Jessica Cottis conducting the CSO. Photo: Martin Ollmann

Music / “Infinite Possibilities”, Canberra Symphony Orchestra, Llewellyn Hall, November 23. Reviewed by ROB KENNEDY.

IMAGINATION is an infinite thing. In this concert, the Canberra Symphony Orchestra performed three ingenious works that took the audience on a memorable emotional journey.

With a warm welcome back for Jessica Cottis, conducting the Canberra Symphony Orchestra, the concert opened with “Infinite Possibilities”, a world premiere and CSO commission by Leah Curtis, who is a Canberra-bred composer based in Los Angeles.

Best known for her original film scores, Curtis creates music that sits equally in the head, the heart and the gut. With a hushed beginning from the strings, then solo violin from concertmaster Kirsten Williams expounded a delicate melody that was soon taken up by the oboe and then flute. The piece built, cinematic in scope, full of tension until a playful tune broke through.

A sensitive and searching work, the CSO equally matched the quality of this expressive composition. Fitting many visual images sad and joyful, this graceful piece ended where it began in a hushed stillness. The composer went to the stage and thanked the audience and orchestra.

Next up the “Violin Concerto in D minor”, op. 4, by Jean Sibelius, with Ukrainian-Australian violinist Markiyan Melnychenko. Lecturer of violin at the Melbourne Conservatorium of Music, and in demand as a soloist, Melnychenko performs with fire and sensuality. He has a spectacular technique.

Ukrainian-Australian violinist Markiyan Melnychenko. Photo: Martin Ollmann

The beginning was almost imperceptible until Melnychenko came in. The immediate presence of his under the voice tone until he moved into a passionate phrase, showed the quality of this performer. What a joy it is to hear a player with such skill and dexterity.
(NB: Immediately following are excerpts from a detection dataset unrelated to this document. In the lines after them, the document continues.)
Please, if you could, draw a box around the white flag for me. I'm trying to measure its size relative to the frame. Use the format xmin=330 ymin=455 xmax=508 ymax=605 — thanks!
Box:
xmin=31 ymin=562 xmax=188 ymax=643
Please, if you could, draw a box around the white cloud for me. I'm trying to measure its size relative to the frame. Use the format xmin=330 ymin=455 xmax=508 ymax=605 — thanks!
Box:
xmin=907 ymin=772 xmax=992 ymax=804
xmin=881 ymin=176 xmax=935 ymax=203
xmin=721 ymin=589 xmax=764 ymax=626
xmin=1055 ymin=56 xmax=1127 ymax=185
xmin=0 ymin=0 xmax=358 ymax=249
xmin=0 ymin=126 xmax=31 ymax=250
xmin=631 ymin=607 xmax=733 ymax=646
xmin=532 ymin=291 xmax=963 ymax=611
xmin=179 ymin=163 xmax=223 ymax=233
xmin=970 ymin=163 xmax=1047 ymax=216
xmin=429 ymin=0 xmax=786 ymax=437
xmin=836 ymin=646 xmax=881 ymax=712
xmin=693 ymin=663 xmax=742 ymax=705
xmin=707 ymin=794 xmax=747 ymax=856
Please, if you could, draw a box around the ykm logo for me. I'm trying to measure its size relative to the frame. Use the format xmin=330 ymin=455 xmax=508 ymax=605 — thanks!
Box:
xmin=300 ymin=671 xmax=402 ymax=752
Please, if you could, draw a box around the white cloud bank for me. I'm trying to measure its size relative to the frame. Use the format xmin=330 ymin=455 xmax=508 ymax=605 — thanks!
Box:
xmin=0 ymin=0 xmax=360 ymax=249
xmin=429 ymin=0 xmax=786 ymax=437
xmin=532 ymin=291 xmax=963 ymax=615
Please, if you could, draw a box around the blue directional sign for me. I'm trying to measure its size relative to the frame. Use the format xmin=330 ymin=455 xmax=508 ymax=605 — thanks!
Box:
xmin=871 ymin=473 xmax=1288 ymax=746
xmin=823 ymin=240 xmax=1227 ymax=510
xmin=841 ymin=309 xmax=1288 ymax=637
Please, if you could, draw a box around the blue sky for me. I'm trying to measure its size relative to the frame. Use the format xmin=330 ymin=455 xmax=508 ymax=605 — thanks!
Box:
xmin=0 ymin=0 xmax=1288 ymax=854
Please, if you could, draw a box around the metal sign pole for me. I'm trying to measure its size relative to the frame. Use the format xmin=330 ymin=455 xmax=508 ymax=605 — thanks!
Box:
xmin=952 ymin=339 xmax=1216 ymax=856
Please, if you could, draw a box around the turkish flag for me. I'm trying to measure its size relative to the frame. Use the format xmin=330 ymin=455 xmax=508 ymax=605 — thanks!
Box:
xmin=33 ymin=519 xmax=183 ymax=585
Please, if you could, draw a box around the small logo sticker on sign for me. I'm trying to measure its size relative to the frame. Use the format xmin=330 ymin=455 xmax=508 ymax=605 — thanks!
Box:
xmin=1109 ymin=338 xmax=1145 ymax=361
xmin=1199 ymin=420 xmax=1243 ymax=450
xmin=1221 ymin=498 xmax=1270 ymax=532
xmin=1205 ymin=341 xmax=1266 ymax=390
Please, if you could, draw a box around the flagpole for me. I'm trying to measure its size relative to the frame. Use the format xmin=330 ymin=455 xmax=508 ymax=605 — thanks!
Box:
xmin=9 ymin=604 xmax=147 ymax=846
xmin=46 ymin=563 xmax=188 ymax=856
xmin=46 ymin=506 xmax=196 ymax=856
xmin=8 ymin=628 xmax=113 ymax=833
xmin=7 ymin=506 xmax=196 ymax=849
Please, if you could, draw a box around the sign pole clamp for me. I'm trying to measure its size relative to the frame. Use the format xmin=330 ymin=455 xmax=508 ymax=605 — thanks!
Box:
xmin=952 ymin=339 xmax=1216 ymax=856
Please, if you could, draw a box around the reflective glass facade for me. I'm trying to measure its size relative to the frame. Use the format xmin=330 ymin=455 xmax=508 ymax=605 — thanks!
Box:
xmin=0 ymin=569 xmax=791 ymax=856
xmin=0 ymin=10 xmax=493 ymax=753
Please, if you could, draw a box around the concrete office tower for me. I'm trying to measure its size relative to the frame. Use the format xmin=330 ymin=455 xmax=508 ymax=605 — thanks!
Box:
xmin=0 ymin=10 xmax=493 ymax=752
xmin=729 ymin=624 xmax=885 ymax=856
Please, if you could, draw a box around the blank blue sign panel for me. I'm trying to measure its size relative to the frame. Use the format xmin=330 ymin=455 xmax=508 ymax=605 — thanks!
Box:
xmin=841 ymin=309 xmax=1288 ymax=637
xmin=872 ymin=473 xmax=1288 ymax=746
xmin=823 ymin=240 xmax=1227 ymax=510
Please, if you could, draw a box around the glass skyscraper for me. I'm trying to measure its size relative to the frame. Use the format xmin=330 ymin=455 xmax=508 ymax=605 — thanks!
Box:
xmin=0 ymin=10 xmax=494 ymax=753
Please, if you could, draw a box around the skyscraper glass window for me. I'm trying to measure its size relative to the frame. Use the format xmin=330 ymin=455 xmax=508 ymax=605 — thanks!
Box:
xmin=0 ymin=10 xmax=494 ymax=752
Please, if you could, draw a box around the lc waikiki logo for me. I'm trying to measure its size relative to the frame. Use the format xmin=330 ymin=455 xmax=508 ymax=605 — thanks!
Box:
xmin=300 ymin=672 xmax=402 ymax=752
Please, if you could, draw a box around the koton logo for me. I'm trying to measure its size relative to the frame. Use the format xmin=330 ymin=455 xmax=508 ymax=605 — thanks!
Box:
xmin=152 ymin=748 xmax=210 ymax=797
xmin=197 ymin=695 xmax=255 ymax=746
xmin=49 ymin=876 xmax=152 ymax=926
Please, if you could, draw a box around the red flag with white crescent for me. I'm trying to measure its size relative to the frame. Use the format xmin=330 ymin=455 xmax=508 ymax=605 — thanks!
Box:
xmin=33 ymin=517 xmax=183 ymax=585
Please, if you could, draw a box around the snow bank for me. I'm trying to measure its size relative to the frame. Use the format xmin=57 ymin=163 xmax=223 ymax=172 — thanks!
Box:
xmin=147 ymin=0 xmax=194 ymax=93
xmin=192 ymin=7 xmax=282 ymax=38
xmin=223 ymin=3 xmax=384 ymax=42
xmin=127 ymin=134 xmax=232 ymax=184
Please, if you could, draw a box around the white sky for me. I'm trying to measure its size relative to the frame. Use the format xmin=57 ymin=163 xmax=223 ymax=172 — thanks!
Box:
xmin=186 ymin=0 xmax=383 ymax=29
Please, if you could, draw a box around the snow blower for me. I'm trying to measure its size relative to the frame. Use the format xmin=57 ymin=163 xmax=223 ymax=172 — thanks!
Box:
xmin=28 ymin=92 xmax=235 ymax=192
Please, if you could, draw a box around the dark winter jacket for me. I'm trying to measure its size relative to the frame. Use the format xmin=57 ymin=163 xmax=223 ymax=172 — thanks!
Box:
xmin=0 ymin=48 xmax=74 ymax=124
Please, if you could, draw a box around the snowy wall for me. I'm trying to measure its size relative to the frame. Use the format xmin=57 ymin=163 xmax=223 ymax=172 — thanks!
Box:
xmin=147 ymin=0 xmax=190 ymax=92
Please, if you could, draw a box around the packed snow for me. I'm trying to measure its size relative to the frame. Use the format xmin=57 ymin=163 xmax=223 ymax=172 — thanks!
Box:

With minimal body movement, his solo passages were extraordinary. The composure of this performer showed how he is at one with his instrument while breathing the music. And Cottis was straight back into the swing of things. She knows how to drive and get the best out of this orchestra.

The slow movement is an expansive love song, the final, biting, fiery and perhaps as Cottis said: “The best violin concerto”. Romantic and devastating at its core, this music is used for some of the most tender movies in the most passionate scenes. This was soloist and orchestra at their best throughout this spellbinding concerto.

After the interval, for the final work of the night, Igor Stravinsky’s “Petrushka”, (1947 version). Composers study the score of “Petrushka” to show them how to create colourful and artful orchestration. The score perfectly represents the quintessential scheming trickster, who is Petrushka.

Unrelenting in its kaleidoscopic range of colours, this work crosses every dynamic and seemingly every rhythm and playful tune with everything woven into a magical story. This is “Petrushka”.

With a bank of percussion, celeste, piano and harp, the orchestral qualities in this work exceed almost all other orchestral music, except that of this composer himself, Stravinsky. The comedy, the pathos, the storytelling; it’s a book too, a magical book. And did the CSO make it sound spectacular? They sure did.

For the final CSO concert series of the year, they certainly saved their best for the last. What a night!

There is one more  performance of “Infinite Possibilities” by the Canberra Symphony Orchestra tonight (November 24).